Als sie fragten, ob ich bereit sei, nickte ich mit trockenem Mund.
»Erzähl uns, was in der Nacht, in der Steven Carlisle ermordet wurde, passiert ist.«
»Ich bin von der Arbeit nach Hause gekommen. Meine Mutter und ich hatten einen Streit, dann bin ich abgehauen und zum Dorfladen gegangen. Ich habe mir eine Flasche Wodka gekauft. Als ich aus dem Laden kam, hat sich Carlisle auf mich gestürzt. Wir haben uns geprügelt und dann ist eine Frau aus einem Haus gekommen und hat losgeschrien. Carlisle ist in die eine Richtung weggerannt und ich in die andere.«
»Und um welche Zeit war das ungefähr?«
»Gegen halb sieben.«
»Erzähl weiter.«
»Ich wollte nicht nach Hause, weil meine Mutter so wütend war, deshalb bin ich zu meiner Freundin gegangen. Unterwegs habe ich den Wodka ausgetrunken. Ich bin in die Futterkammer, direkt neben dem Pferdestall. Es war kalt, und mir war ganz schwindelig vom Alkohol, deshalb habe ich ein bisschen Stroh aus einem Strohballen gezogen und darauf meinen Rausch ausgeschlafen. Am nächsten Morgen bin ich wieder aufgewacht und noch so lange dort geblieben, bis es hell wurde.«
»Als du Carlisle das letzte Mal gesehen hast, war es also halb sieben?«
»Genau.«
»Warum hat er dich angegriffen?«
»Weil er mich nicht mochte.«
Der Kommissar, der die Fragen stellte, starrte mich mit einem Blick an, den ich nicht deuten konnte. »Warum?«
»Weil wir herumziehen. Und weil ich mich mit Jenna treffe. Außerdem hatte er was gegen ihren Vater, der diese Aktionsgruppe leitet.« Ich dachte an Coles Aufforderung, absolut ehrlich zu sein. »Und weil ich einem Kerl, den er kennt, eine verpasst habe, als er etwas wirklich Mieses mit meiner Freundin gemacht hat.«
Er blickte auf seine Notizen. »War das der Zwischenfall im Whitmere Rugbyklub?«
»Ja.«
»Erzähl uns, was passiert ist.«
Ich ging alles noch einmal durch: wie ich Ed zu Boden geschlagen hatte und Carlisle hinter mir herkam, wie er mich bedroht hatte, bis der Typ vom Klub auftauchte.

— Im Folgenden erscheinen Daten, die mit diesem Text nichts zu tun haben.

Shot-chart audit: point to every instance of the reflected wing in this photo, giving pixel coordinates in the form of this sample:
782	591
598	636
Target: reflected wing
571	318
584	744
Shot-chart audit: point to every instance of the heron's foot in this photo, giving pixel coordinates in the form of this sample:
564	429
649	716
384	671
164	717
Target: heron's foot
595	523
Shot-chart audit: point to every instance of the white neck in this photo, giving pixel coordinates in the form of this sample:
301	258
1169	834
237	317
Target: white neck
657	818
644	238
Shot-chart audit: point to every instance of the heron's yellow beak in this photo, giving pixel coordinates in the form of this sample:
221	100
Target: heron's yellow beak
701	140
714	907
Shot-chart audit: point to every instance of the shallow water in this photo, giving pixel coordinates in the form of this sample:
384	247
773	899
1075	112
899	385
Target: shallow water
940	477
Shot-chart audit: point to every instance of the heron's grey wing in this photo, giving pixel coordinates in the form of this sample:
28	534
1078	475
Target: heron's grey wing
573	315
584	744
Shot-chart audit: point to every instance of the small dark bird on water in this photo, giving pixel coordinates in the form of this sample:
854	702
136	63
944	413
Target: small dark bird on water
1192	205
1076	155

»Hast du seine Drohungen ernst genommen?«
»Nein, ich hab ihn nur für ein Großmaul gehalten, das vor seinen Freunden angeben will. Wenn man herumzieht, gewöhnt man sich an so was. Bis zu diesem Abend in Strenton habe ich ihn nicht mehr wiedergesehen.«
»Hast du Steven Carlisle umgebracht?«, fragte der zweite Kommissar plötzlich und erwischte mich damit kalt.
»Nein!« Ich schluckte und versuchte, ruhig zu bleiben. »Nein. Als ich ihn zum letzten Mal sah, war er noch am Leben und rannte davon. Das schwöre ich.«
Sie glaubten mir nicht, ich sah es an ihren Gesichtern.